The third lesson: Telegram is easier — but bots have rules
Telegram became the obvious replacement.
It has a stable bot API, a clean group model, and it’s harder to get yourself banned by accident.
But there’s one constraint you learn the hard way:
Bots can’t DM other bots.
That means you have two workable patterns:
Pattern A: Human + bot DMs (best for 1:1 ops)
- Human DMs the bot
- Bot replies
- Use pairing/allowlists to keep it safe
Pattern B: A shared group as a message bus (best for “agent + agent + human”)
- Put both bots in a group
- Human mediates (or at least is present)
- Lock down group permissions so it doesn’t turn into an attack surface
We used Pattern B.
It worked — once we stopped assuming “being in the group” meant “being authorized.”

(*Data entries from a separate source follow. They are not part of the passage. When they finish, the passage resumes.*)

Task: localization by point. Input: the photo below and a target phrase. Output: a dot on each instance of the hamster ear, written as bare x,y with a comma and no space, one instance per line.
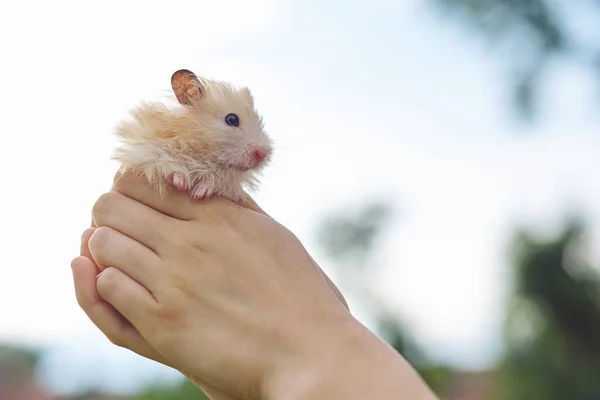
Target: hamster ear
186,86
247,95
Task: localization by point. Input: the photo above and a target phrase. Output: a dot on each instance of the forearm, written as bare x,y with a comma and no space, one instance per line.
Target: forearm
358,366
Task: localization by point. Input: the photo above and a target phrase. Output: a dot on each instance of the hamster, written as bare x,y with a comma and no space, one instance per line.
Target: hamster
212,143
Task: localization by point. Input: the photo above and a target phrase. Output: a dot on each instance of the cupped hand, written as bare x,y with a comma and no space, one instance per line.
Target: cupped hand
184,283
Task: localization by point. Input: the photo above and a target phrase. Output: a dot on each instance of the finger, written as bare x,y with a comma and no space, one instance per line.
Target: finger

The fourth lesson: allowlists are the difference between ‘useful’ and ‘dangerous’
The system did something that looked annoying at first:
“You are not authorized to use this command.”
That message is a feature.
It’s the system telling you:
- yes, I can see this group
- no, I’m not going to let any random group member run commands
The fix wasn’t to open everything.
The fix was to be explicit:
- add the new group chat ID to the allowlist
- allowlist only the specific sender IDs we trust
That’s how you get a group bus without turning it into a remote‑code‑execution party.
The practical checklist (what I’d do next time)
-
Always have a fallback channel
- Telegram DM, iMessage, email — pick one you can stand
-
Pin identity for SSH
- dedicated key + host alias
- never rely on “default SSH behavior” under stress
-
Assume bot constraints
- bot‑to‑bot DMs won’t work
- decide upfront: DMs or group bus
-
Treat allowlists as the default
- especially in groups
-
Write down the runbook while you’re bleeding
- because you won’t remember it tomorrow
The irony is that none of this is advanced.
It’s just the boring parts.
But in ops, the boring parts are the parts that keep your system speaking.